EMPREENDEDORISMO EM SMART CITIES

O fomento ao empreendedorismo e a inovação tecnológica pode ser a solução para as cidades melhorarem estatísticas.

 

Nunca foi tão importante discutir empreendedorismo como neste momento de pandemia que o mundo está enfrentando- quando o sistema produtivo deixa de funcionar em sua normalidade, a retomada é complexa e é preciso unir diversos recursos para fazer a economia retomar ao seu estado natural. A desestruturação do sistema produtivo evidencia a capacidade limitada do poder público, principalmente do poder público municipal: o desemprego estrutural aumenta cada vez mais em setores com alta probabilidade de automação e o número da população ocupada (que ainda está no mercado de trabalho) cai cada vez mais.

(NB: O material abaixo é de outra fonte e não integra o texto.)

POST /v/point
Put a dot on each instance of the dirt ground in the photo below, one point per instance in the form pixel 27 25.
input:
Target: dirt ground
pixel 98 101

Apesar disso, o fomento ao empreendedorismo e a inovação tecnológica  pode ser a solução para as cidades melhorarem essas estatísticas. É preciso reconhecer que a revolução tecnológica extingue muitos trabalhos, mas também cria outros: o desenvolvimento das cidades é dependente de intencionalidades humanas que precisam estar em sintonia com as inovações tecnológicas e a realidade social do espaço urbano.

A promoção do empreendedorismo é essencial para que as Universidades consigam promover essas soluções. A Universidade de São Paulo (USP), a melhor Universidade do país, conta com dois parques tecnológicos, um em São Paulo (Cietec) e outro em Ribeirão Preto (Supera), além de possuir incubadoras e aceleradoras de empresas. 

Uma cidade inteligente envolve recursos tecnológicos, institucionais e humanos. O ‘cidadão inteligente’ é aquele que auxilia na gestão urbana gerando informações, mapeando e discutindo questões que permeiam a vida urbana- entendendo que esses podem ser autores de soluções criativas e transformadoras para suas cidades.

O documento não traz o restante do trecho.